Entertainment Magazine

Review #3364: The Good Wife 3.17: “Long Way Home”

Posted on the 15 March 2012 by Entil2001 @criticalmyth

Contributor: Henry T.

Written by Keith Eisner
Directed by Nelson McCormick

This show has never feared what’s coming in the future for its characters. A lot of this episode addresses that notion, particularly with regard to Alicia. She’s prompted to look at expensive houses because her landlord might evict them from their luxury condo. Her kids are soon to be in college. If she goes through with the divorce from Peter (and that’s looking more and more remote), that’s a significant loss of income despite her position as a high-powered lawyer.

Review #3364: The Good Wife 3.17: “Long Way Home”

The writers also pulled a fast one over me with all the shadowy stuff involving Caitlin and the firm’s power play politics. It was nothing of the sort, with her being neatly escorted out of the narrative with a swiftness that I haven’t seen in a long time. It’s a little too neat, and parallels a lot of what Alicia went through in the time that pre-dates the show, but it proves quite effective.
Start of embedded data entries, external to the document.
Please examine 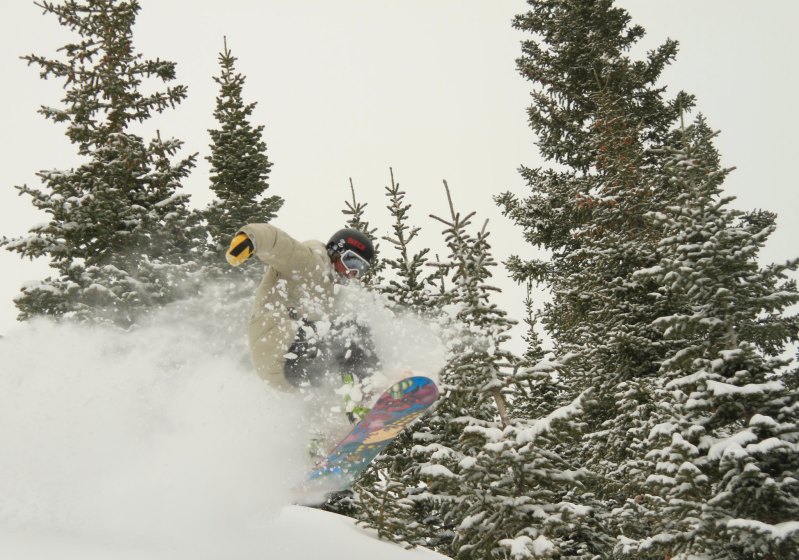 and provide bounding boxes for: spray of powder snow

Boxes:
[0,278,444,559]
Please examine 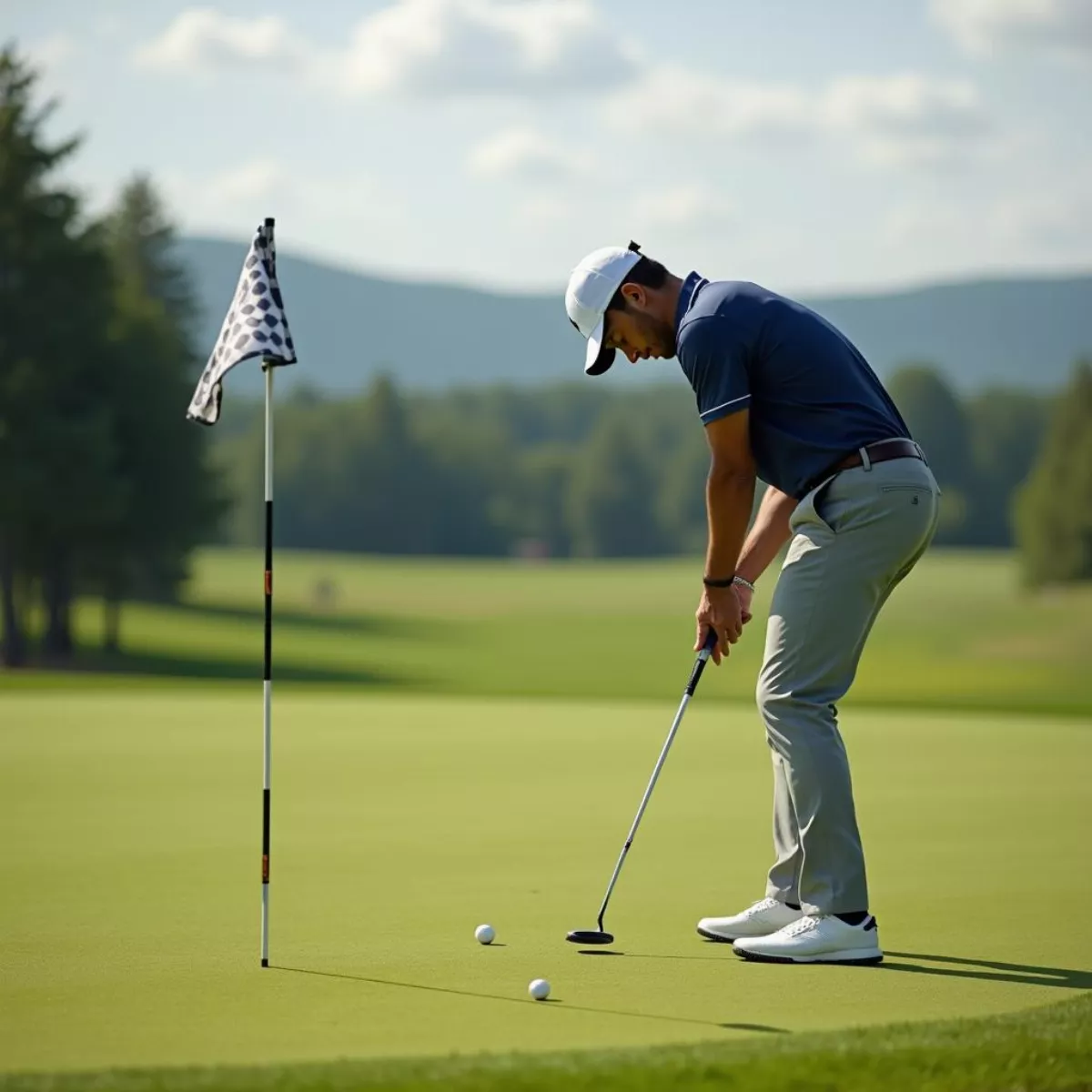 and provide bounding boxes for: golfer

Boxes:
[564,242,940,963]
I don’t know what else is in store for everyone here. They don’t seem to stay in the same place for very long.

Looking at the present time, though, the firm once again has to deal with the return of notorious wife-killer Colin Sweeney, embroiled first in what looks like a business takeover scenario, then having to battle sexual harassment issues from a former employee. Sweeney’s return doesn’t sit well with Alicia, and it’s very interesting to see her squirm every time they’re in a room together or when he gives testimony. Especially when the issue of child paternity and what the definition of sex is becomes involved here. The show plays with Sweeney’s oily nature a bit too much as theatrics for my taste so the final twist that the victim and Sweeney were in on the case together wasn’t that big a surprise to me. There were suspicions on my part from the get-go, and they were cemented when it was shown that both parties seemingly perjured themselves in open court without telling their attorneys about it. Playing mind games has always been Sweeney’s specialty, and this was no different.
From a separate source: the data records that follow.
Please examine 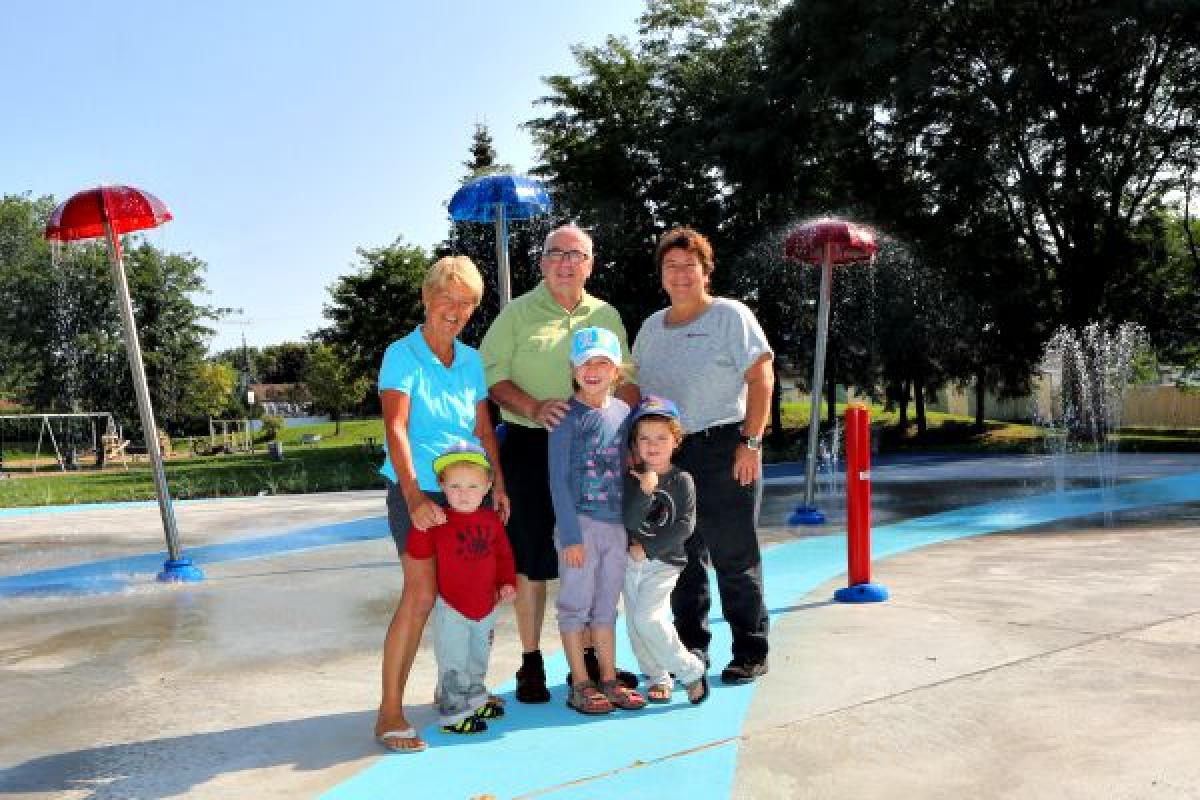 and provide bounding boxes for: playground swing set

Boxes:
[0,411,130,473]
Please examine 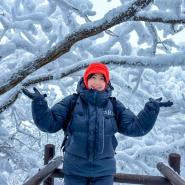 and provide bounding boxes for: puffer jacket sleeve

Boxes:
[32,95,73,133]
[114,100,160,137]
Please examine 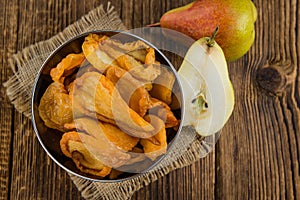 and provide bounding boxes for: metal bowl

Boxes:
[31,31,184,182]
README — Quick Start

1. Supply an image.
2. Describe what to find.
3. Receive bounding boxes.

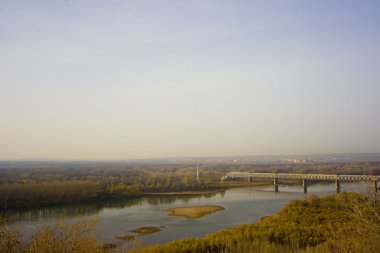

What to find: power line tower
[197,163,199,183]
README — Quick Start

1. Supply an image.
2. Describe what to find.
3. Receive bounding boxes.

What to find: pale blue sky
[0,0,380,159]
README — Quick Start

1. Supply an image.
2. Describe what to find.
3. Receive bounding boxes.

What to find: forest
[0,193,380,253]
[0,162,380,210]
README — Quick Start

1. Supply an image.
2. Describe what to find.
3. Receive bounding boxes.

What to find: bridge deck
[225,172,380,181]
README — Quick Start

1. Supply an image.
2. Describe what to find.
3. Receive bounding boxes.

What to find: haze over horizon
[0,0,380,160]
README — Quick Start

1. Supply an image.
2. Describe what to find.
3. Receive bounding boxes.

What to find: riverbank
[168,205,225,219]
[142,182,271,197]
[131,193,380,253]
[0,182,268,212]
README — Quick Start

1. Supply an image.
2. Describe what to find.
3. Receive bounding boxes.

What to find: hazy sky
[0,0,380,159]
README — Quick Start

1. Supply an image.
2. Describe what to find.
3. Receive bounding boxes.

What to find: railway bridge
[222,172,380,193]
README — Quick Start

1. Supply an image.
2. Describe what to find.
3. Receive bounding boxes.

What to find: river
[4,183,368,245]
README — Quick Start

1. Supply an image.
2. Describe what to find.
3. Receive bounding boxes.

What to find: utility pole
[197,163,199,183]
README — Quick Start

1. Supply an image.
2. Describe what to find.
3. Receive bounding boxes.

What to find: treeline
[0,171,228,210]
[0,193,380,253]
[131,193,380,253]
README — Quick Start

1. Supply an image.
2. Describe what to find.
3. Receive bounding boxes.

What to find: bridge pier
[302,179,307,193]
[372,180,379,192]
[273,177,278,192]
[335,179,340,193]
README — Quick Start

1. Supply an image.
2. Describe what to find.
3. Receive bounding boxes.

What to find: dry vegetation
[168,206,224,218]
[0,193,380,253]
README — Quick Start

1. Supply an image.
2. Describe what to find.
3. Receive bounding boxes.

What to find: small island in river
[168,205,224,218]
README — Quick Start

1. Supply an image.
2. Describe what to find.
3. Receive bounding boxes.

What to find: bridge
[222,172,380,193]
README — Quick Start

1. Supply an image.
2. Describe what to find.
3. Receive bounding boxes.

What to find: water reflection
[3,191,224,222]
[2,183,368,244]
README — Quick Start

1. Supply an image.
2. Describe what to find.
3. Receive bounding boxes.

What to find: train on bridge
[221,172,380,193]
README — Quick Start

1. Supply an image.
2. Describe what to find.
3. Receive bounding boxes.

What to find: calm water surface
[4,183,368,244]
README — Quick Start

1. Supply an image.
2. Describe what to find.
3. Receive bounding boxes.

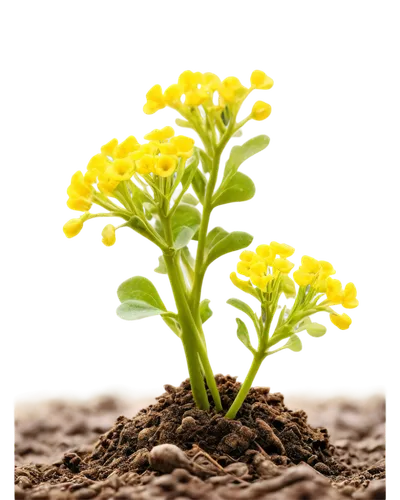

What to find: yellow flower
[250,274,274,292]
[326,276,343,305]
[292,270,315,286]
[185,87,210,106]
[272,257,294,274]
[67,168,93,198]
[113,132,140,158]
[143,123,175,141]
[342,281,361,312]
[164,83,184,106]
[327,312,354,332]
[99,222,118,250]
[219,75,247,103]
[154,155,176,177]
[159,142,178,155]
[281,274,297,299]
[250,98,274,123]
[140,141,160,155]
[249,67,276,92]
[60,217,85,241]
[136,154,155,174]
[96,170,119,196]
[99,136,119,157]
[64,191,93,213]
[107,158,135,181]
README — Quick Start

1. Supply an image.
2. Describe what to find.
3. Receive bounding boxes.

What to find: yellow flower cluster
[228,238,297,292]
[65,124,194,213]
[227,238,360,331]
[61,123,195,243]
[292,252,360,331]
[141,67,276,123]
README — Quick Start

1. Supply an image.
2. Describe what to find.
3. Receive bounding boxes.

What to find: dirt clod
[15,374,387,500]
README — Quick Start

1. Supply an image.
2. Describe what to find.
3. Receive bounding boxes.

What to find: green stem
[225,353,265,418]
[164,255,210,410]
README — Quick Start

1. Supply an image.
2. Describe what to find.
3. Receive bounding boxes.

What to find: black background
[43,62,372,384]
It was what Lockhart-Gardner and Alicia signed up for when they took Sweeney on as a client. He isn’t the only thing on Alicia’s plate to deal with. Her landlord’s eviction notice gets her to look at her old house in the suburbs, the house she swore earlier in the series she’d never return to. And yet, it might just happen if we’re to believe the final images of the episode. Her kids seem okay with moving back home. The only question is if she can afford it, and that’s a big complication at her work. Though it comes from circumstances that are very much not in her control.

All that buildup from last episode is wasted by taking Caitlin out of the mix. It had looked like she was scheming with her uncle to move in on Alicia’s territory. She was made full litigator by Diane, and some of the shots from last episode indicated that Alicia should watch her back. Turns out Caitlin is pregnant, getting married, and quitting the firm to raise her family. She’s committed to taking this course in her life, and I admire her conviction in sticking to her guns. Alicia and Diane try to talk her out of it because they don’t want to lose an asset like Caitlin, but she’s made up her mind to walk away. She’ll be missed because in her short time on the show, she’d proven to be really good at her job. The way she got that job was a bit suspect, but that doesn’t matter now. Lockhart and Associates will have to survive without her.

Peter’s part in the episode feels extraneous with all that’s happening on Alicia’s side of things. It’s quiet, but effective though. What starts as a seemingly innocuous investigation into fraternization among colleagues while in office becomes a case of inadvertent (or perhaps intentional) racial bias on Peter’s part. He promoted Cary over three other attorneys with more experience and seniority at the SAO. The other three attorneys happen to be black. Peter takes a harsher stance on one of the attorneys who violated his new anti-fraternization policy not because he is gay, but because he is black. It’s a low-key storyline that organically progresses from one point to the next, then turns on a dime.

This is the kind of thing that makes the show worth watching. Peter may not be consciously aware he’s doing this, rationalizing that he’s more comfortable with Cary than everyone else, but there is room to question whether he might intentionally applying the bias to his staffing process. He made a decision in the previous episode to go for a higher office by compromising his principles, and it’s possible he is doing that here as well. It could be a bump in the road, or something that’s part of a long-term pattern. You just don’t know, and the show is always better when it operates in such moral gray areas.